What do you do when you have no evidence? Often times, there is no empirical, published or obvious evidence that a new product, service, technology or practice is reliable or proven to work. A good example of this happening is with a closed I.V catheter system that one of our clients was buying. We couldn’t find published research or another client of ours buying this system. As we saw it, our client’s options to obtain reliable proof on this product’s efficacy were as follows:
- Discontinue the use of the I.V. catheter until published research is available, or…
- Gather their own empirical data to prove manufacture’s claims
In this situation, our client opted to gather their own empirical data to prove this I.V catheter’s efficacy since the infection control theory behind the closed system made sense to their nursing staff. This was an appropriate decision, since this hospital’s own experience favored more research before a final conclusion was made on this product.
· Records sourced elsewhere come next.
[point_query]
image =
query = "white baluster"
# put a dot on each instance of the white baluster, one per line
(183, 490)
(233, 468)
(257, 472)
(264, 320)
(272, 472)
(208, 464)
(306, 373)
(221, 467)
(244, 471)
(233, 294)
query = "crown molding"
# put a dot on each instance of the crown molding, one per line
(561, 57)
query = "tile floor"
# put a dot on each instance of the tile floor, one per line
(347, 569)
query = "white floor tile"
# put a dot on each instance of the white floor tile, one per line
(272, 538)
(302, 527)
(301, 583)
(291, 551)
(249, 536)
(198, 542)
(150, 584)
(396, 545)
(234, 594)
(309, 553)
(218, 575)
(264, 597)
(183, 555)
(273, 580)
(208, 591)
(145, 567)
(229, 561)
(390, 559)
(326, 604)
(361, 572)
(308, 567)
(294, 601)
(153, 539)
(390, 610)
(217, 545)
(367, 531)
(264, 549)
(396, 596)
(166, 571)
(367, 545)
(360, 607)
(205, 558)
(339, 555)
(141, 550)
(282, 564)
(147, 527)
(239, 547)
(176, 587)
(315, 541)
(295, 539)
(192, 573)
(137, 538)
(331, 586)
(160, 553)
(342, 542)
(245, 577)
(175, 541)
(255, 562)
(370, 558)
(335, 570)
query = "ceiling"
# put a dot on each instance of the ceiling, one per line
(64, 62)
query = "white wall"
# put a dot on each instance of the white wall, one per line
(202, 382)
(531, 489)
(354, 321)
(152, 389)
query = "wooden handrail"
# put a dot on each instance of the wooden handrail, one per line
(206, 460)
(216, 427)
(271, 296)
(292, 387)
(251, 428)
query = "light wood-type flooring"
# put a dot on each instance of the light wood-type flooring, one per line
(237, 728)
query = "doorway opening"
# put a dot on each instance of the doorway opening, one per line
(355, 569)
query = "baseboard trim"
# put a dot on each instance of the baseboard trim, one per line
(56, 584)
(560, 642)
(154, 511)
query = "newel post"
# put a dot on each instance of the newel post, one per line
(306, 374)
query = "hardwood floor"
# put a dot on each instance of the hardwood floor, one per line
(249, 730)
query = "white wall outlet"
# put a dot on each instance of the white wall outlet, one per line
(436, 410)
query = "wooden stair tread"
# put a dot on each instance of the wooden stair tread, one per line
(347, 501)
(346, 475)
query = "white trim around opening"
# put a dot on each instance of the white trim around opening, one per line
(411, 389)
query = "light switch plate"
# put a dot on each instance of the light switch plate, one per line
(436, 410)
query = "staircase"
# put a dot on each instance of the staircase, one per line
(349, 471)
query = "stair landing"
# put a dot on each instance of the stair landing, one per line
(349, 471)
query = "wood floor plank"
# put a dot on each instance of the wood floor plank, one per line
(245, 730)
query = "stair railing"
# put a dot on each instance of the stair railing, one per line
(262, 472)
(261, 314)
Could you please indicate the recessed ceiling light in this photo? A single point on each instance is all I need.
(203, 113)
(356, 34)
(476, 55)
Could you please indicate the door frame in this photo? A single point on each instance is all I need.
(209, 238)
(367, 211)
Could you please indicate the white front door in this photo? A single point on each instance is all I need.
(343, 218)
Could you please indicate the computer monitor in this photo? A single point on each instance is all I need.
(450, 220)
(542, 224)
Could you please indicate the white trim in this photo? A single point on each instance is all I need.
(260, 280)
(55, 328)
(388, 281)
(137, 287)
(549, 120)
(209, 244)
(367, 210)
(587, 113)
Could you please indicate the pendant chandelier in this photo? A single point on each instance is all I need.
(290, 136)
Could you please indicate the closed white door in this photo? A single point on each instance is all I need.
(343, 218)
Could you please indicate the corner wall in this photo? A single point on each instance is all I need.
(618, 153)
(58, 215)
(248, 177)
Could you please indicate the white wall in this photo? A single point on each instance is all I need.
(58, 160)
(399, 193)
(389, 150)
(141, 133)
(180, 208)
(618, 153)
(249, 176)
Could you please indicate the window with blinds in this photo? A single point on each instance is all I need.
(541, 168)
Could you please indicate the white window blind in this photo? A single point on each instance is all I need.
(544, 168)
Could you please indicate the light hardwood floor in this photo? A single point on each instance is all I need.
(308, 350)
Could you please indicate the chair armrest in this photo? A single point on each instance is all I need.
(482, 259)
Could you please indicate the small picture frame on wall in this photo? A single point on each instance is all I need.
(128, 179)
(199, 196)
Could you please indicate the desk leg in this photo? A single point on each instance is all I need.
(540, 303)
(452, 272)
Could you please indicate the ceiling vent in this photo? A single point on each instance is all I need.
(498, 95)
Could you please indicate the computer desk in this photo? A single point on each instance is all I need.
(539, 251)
I was once told by a mentor of mine that any problem I had had been researched by someone who found the answer. All I needed to do was search them out. This is the same with evidence. You can either find a source that has already researched the area you’re interested in investigating, or by default, you can perform your own studies.
Either way, you are accumulating better information and data to make informed decisions about the products, services, or technologies you are buying. The bottom line: leaving your product, service, and technology selection decisions to chance, emotions, or opinions isn’t an option any longer! You need to make these decisions with reliable data!